Hi @Sky_wolf! I have 4x2TB WD Red drives in my NAS, so I'd suggest them as well. As for the NAS drives, I absolutely agree with you - they are the best option for NAS devices because of their firmware. They are optimized to use less power, cause less vibration and a specific build-in feature called TLER, which stops the hard drive from entering into a deep recovery cycle. For instance, a desktop drive will try, try and try again to get your data back if a sector's not reading properly and this will result in timeouts, etc. A NAS not be dropped from a RAID array since it will enter in deep recovery cycle to attempt to repair the error, recover the data from the problematic area, and then reallocate a dedicated area to replace the problematic area.
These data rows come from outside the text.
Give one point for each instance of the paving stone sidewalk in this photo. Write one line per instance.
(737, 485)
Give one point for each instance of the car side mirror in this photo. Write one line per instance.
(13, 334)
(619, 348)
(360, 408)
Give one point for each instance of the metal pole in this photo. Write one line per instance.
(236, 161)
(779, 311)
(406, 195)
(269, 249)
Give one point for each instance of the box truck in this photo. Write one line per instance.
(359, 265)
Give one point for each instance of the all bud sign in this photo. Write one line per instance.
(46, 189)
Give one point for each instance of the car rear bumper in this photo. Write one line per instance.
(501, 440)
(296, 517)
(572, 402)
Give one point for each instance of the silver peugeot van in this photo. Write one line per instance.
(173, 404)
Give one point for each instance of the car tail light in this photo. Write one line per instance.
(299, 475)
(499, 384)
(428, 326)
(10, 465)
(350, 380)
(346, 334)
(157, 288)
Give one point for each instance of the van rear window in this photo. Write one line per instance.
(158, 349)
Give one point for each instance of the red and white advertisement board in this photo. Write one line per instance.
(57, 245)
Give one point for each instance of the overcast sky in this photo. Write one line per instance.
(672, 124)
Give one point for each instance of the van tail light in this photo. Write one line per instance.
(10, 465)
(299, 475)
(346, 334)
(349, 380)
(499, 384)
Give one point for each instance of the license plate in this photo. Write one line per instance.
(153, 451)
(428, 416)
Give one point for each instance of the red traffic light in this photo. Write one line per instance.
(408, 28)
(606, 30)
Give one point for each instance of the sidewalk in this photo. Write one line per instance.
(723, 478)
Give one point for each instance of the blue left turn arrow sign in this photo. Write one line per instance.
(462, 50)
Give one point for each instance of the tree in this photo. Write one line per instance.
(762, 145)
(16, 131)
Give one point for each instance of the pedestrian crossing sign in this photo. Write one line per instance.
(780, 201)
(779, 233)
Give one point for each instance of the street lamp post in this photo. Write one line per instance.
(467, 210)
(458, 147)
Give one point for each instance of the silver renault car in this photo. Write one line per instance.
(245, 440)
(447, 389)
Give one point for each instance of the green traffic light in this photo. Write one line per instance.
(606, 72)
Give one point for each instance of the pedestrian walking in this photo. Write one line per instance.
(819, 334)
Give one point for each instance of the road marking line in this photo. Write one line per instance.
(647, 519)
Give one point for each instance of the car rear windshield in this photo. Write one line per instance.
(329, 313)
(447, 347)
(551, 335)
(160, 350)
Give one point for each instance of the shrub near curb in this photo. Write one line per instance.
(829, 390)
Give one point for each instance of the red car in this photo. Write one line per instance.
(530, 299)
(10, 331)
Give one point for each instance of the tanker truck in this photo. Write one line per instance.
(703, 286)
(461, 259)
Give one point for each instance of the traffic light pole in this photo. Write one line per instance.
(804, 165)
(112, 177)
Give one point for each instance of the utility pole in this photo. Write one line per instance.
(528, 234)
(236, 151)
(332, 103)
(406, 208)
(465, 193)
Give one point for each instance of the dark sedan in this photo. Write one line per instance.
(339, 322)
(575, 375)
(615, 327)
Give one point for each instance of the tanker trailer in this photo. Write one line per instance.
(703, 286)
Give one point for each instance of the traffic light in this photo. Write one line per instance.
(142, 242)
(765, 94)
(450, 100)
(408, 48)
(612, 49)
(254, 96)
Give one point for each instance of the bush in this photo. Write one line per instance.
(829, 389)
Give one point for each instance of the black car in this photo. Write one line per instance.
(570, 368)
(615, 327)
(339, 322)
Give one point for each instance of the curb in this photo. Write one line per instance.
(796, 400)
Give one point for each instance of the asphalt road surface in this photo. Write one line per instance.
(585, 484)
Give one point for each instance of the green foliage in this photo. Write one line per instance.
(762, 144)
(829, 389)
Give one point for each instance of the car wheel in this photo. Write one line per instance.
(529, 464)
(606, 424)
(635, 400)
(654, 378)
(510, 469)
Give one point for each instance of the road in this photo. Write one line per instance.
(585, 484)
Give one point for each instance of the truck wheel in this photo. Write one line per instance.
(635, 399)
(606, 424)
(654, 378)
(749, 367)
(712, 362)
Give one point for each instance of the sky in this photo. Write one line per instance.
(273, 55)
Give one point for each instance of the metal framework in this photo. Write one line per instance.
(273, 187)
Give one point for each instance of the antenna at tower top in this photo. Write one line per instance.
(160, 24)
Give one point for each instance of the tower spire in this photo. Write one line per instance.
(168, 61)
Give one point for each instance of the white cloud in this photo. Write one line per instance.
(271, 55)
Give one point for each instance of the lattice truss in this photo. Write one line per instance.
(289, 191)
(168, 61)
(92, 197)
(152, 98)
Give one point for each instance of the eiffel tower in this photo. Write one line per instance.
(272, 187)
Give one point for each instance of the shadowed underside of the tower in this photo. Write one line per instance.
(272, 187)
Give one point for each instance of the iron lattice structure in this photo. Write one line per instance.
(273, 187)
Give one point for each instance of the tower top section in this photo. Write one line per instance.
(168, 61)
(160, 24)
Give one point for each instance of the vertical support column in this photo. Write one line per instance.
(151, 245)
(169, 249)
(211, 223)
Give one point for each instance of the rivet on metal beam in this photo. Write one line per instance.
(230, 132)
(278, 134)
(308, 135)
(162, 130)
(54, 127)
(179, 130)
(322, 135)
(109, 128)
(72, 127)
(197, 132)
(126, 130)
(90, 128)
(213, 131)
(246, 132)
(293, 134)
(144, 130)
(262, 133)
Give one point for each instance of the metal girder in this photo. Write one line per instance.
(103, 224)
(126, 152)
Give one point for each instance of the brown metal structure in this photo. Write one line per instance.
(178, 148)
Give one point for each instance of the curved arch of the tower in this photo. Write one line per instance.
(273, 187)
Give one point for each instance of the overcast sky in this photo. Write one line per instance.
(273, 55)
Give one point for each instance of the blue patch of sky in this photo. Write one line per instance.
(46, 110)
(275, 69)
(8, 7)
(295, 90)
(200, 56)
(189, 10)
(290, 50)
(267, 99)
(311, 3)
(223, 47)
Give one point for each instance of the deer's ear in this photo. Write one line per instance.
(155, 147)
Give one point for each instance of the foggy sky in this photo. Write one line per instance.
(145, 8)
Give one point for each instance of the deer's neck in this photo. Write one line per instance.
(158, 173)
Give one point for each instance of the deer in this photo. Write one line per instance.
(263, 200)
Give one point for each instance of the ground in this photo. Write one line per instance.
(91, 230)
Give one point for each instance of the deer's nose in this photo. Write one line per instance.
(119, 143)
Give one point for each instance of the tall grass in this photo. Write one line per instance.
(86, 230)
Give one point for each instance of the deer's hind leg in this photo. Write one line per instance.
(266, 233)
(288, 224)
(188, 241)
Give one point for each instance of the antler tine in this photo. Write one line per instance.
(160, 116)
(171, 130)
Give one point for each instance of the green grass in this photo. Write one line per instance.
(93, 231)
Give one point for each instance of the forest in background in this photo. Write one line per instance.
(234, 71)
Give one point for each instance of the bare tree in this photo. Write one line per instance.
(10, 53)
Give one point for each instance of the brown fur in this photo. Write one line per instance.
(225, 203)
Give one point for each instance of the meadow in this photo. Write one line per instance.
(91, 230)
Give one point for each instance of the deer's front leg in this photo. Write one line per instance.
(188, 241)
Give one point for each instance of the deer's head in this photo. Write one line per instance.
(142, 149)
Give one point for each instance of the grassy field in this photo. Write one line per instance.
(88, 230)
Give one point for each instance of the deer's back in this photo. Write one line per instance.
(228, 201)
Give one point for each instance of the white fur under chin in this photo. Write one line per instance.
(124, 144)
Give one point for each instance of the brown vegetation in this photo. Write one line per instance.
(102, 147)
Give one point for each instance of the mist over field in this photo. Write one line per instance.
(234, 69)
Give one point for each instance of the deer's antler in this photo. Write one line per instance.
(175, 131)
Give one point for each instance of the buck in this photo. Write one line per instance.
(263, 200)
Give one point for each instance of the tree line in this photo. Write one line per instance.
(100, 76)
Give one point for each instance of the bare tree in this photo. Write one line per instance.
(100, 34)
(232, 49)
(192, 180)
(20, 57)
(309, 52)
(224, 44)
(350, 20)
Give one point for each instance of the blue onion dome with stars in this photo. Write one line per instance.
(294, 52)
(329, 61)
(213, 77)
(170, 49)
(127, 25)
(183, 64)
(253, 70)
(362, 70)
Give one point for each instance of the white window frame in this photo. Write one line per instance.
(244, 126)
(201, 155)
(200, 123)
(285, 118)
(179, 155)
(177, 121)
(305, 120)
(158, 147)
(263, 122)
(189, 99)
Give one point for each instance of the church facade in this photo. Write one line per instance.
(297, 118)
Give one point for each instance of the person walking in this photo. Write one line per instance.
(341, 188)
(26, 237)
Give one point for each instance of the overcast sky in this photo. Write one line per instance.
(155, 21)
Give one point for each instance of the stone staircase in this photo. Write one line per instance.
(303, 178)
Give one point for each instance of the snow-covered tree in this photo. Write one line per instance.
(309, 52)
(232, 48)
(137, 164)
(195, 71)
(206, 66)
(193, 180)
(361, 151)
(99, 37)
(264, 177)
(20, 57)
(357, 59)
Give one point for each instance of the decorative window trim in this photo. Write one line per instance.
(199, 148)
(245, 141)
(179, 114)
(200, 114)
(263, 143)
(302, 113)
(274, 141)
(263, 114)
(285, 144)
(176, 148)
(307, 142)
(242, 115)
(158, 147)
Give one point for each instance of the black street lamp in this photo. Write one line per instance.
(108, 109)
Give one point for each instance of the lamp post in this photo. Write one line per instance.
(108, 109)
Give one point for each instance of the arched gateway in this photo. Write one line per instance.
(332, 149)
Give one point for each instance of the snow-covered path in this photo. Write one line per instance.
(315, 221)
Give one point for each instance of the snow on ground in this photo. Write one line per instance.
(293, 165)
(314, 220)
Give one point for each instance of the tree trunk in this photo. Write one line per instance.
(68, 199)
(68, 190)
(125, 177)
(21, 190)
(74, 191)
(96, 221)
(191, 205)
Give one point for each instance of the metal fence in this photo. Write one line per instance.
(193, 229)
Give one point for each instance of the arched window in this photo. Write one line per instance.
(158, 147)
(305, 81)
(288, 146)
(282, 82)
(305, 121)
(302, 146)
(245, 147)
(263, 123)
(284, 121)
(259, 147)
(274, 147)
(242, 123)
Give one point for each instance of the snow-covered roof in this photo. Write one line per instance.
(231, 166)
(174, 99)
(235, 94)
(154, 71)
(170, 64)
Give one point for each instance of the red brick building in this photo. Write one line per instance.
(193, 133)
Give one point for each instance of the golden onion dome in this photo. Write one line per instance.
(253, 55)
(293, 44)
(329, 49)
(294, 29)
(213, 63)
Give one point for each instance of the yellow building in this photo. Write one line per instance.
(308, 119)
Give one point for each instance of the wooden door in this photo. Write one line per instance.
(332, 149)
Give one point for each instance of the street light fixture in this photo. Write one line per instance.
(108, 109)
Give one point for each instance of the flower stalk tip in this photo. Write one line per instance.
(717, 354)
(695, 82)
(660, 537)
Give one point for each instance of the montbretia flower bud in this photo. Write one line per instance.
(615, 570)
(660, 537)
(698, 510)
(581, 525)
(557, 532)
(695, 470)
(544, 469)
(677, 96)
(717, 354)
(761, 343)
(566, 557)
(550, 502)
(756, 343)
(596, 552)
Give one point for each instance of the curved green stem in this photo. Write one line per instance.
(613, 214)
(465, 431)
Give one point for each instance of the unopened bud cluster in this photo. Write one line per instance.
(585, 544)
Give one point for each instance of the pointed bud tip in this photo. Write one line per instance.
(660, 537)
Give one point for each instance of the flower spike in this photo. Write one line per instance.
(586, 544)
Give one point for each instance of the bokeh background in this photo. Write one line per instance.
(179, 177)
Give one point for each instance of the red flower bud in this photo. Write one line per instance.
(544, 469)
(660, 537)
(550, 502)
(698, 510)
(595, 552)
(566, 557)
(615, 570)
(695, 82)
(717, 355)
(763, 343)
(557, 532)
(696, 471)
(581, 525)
Hope this helps and have awesome Holidays!
I have a deep, deep dislike of WD hard drives in general, but especially their more targeted drives. I've seen so, so many Reds fail and take all the data with them. It's similar with Seagate HDDs, though they seem to have got better recently. I'd personally recommend Toshiba drives. After seeing hundreds of them go past, their failure rate is much lower.
Man who works for Western Digital in recommends Western Digital products shock! Film at 11! I'll just chime in here with my usual recommendation of splitting your NAS between models at worst and manufacturers at best. There have been cases in the past of manufacturing or firmware faults which take drives out in bulk; I was still a sysadmin when a bunch of Seagate drives were found to have a firmware bug which completely killed the drives when they hit X number of power-on hours. Lots of very angry people with RAID arrays that were now completely empty 'cos the drives all failed at once. Not a happy time. Split your NAS between manufacturers: get one WD and one Toshiba, or whichever brands you like. Also, make sure you've got a tested backup plan in place: 'cos (say it with me, now) RAID is not a backup.